2. Davalı Hazine vekili; dava konusu taşınmazın Devletin hüküm ve tasarrufu altındaki yerlerden olup zilyetlikle iktisabı mümkün olmadığını, davacı yararına zilyetlikle kazanma koşulları oluşmadığını bir yere meyve ağacı dikilmesinin o yerin imar ve ihya edildiği anlamına gelmeyeceğini, yine Mahkemece usul hukuku hükümlerine aykırı davranıldığını belirterek kararın bozulmasını istemiştir.
C. Gerekçe
1. Uyuşmazlık ve Hukuki Nitelendirme
Dava, tapusuz taşınmazın tescili istemine ilişkindir.
2. İlgili Hukuk
3402 sayılı Kadastro Kanunu'nun 14 üncü ve 17 inci maddeleri,
4721 sayılı Türk Medeni Kanunu'nun 713/1 nci maddesi,
3. Değerlendirme
1.Temyiz olunan nihai kararların bozulması 6100 sayılı HMK'un geçici 3/2 nci maddesinin yollamasıyla 1086 sayılı HUMK'un uygulanacağı davalar yönünden HUMK'un 428 inci maddesinde yer alan sebeplerden birinin varlığı hâlinde mümkündür.

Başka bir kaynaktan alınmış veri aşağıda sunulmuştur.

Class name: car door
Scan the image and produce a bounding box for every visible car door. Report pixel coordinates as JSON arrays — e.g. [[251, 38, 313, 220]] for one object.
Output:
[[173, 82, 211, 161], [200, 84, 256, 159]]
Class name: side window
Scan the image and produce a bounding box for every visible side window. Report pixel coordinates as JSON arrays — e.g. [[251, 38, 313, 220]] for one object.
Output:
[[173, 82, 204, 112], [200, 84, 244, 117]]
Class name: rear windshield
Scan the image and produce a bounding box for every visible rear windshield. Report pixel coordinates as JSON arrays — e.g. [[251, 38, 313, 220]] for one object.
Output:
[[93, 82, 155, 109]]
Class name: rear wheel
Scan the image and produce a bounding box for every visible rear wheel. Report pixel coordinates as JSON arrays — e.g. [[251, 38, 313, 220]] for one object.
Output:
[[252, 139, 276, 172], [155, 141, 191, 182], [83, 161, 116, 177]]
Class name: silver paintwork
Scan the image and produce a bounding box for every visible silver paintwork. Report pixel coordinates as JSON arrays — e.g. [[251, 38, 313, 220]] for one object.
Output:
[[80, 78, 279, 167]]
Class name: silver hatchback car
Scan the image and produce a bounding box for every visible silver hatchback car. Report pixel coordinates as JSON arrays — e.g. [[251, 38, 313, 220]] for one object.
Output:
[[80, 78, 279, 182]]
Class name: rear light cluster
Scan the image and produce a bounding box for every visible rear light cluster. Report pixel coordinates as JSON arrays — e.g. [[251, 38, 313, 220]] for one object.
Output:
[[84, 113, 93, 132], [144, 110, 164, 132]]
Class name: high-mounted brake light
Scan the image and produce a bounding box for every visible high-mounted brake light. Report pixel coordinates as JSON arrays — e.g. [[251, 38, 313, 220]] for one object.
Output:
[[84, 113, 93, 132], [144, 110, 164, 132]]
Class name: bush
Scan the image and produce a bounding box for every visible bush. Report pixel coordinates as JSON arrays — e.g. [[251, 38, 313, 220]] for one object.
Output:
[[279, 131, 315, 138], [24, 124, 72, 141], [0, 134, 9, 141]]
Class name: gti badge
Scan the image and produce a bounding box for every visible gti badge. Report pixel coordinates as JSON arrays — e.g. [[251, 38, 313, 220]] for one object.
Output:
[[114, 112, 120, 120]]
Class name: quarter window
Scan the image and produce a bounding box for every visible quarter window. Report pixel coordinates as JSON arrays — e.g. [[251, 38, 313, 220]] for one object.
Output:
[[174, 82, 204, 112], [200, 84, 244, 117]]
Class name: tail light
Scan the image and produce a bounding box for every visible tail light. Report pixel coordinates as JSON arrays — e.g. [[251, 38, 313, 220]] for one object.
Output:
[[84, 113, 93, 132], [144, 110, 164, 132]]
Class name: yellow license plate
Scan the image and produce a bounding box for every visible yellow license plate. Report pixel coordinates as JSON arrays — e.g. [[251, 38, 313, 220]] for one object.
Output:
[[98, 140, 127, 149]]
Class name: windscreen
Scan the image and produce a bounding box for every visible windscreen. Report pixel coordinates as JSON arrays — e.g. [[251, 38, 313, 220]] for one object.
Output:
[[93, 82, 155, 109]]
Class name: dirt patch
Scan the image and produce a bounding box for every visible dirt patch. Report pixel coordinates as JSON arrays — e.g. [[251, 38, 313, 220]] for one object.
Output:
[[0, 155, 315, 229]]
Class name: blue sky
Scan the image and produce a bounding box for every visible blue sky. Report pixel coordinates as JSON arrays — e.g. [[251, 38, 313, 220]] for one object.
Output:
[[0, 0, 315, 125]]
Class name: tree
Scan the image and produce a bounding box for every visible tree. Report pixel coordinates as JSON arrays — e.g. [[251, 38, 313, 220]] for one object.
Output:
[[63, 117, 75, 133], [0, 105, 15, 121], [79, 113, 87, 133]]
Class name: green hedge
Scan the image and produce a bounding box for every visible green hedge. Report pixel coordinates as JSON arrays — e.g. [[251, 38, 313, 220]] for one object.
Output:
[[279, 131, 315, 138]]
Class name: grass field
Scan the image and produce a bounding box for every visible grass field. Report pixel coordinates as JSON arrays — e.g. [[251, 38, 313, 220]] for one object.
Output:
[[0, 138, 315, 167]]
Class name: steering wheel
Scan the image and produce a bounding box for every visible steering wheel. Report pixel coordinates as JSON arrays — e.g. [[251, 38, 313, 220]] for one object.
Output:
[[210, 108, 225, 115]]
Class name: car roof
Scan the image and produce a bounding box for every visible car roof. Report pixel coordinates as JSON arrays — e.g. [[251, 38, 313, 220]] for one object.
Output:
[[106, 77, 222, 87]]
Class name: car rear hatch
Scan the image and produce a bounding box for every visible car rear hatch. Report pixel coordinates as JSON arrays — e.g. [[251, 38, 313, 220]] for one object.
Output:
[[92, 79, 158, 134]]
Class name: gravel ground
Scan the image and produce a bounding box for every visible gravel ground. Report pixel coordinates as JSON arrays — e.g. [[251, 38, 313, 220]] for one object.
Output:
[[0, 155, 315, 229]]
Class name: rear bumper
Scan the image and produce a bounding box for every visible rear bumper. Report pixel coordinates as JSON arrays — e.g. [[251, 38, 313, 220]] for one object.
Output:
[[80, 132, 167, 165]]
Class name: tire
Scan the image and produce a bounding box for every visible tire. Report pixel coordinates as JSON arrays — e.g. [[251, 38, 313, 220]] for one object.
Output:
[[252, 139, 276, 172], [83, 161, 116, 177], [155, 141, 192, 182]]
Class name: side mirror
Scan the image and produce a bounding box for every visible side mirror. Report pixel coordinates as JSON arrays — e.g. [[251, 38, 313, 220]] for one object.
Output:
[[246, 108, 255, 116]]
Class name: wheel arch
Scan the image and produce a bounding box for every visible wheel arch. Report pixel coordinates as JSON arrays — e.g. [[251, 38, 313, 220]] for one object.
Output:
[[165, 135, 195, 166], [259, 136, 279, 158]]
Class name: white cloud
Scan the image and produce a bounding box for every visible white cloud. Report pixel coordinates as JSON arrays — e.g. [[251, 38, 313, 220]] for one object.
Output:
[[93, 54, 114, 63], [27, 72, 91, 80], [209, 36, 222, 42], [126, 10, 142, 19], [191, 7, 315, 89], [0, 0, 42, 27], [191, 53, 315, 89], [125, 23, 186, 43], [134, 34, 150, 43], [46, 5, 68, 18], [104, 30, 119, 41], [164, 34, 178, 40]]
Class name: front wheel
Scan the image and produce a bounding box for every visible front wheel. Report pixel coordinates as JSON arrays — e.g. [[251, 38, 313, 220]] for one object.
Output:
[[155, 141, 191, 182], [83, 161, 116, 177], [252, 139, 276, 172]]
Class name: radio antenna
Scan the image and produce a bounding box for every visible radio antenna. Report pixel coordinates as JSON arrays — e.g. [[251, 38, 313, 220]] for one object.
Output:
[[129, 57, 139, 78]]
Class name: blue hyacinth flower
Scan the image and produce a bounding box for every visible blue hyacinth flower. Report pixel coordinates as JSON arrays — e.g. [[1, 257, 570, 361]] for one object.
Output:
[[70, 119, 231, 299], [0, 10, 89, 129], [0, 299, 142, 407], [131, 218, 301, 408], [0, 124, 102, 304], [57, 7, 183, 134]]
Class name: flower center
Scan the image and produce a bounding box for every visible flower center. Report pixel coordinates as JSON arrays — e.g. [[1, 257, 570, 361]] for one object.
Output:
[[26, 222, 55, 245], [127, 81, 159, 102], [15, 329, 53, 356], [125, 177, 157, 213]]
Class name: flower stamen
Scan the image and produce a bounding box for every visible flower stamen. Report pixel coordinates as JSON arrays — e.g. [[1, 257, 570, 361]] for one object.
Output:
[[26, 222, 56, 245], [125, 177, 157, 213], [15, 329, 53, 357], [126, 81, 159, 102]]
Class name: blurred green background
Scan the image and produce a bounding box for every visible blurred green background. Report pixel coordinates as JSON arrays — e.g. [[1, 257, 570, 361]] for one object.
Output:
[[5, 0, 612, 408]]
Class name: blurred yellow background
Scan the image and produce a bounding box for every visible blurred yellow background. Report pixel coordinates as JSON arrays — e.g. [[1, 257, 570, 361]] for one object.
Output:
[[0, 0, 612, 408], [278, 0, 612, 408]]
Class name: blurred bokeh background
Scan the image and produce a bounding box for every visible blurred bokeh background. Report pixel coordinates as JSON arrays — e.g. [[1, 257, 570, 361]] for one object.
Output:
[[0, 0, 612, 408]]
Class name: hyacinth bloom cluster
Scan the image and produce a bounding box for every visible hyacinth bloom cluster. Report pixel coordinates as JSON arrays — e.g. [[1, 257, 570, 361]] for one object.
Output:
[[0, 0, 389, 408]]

2.Temyizen incelenen Mahkeme kararının bozmaya uygun olduğu, kararda ve kararın gerekçesinde hukuk kurallarının somut olaya uygulanmasında bir isabetsizlik bulunmadığı, bozmaya uyulmakla karşı taraf yararına kazanılmış hak durumunu oluşturan yönlerin ise yeniden incelenmesine hukukça imkân bulunmadığı ve özellikle tescili istenilen yerin patika yoldan zeminde ayrılmakla birlikte davacıya ait taşınmazla bir bütün halinde uzun yıllardır tarım arazisi olarak kullanıldığı anlaşılmakla; temyiz dilekçelerinde ileri sürülen nedenler kararın bozulmasını gerektirecek nitelikte görülmemiştir.
VI. KARAR
Açıklanan sebeplerle;
Davalı Hazine vekilinin ve davalı ... vekilinin yerinde görülmeyen tüm temyiz itirazlarının reddi ile usul ve kanuna uygun olan kararın ONANMASINA,
492 sayılı Harçlar Kanunu'nun değişik 13. maddesinin j. bendi gereğince Hazineden harç alınmasına yer olmadığına
Aşağıda yazılı temyiz giderinin temyiz eden davalı ... Başkanlığına yükletilmesine,
Dosyanın Mahkemesine gönderilmesine,
1086 sayılı HUMK'un 440/III-1 inci maddesi uyarınca karar düzeltme yolu kapalı olmak üzere,
19.02.2024 tarihinde oy birliğiyle karar verildi.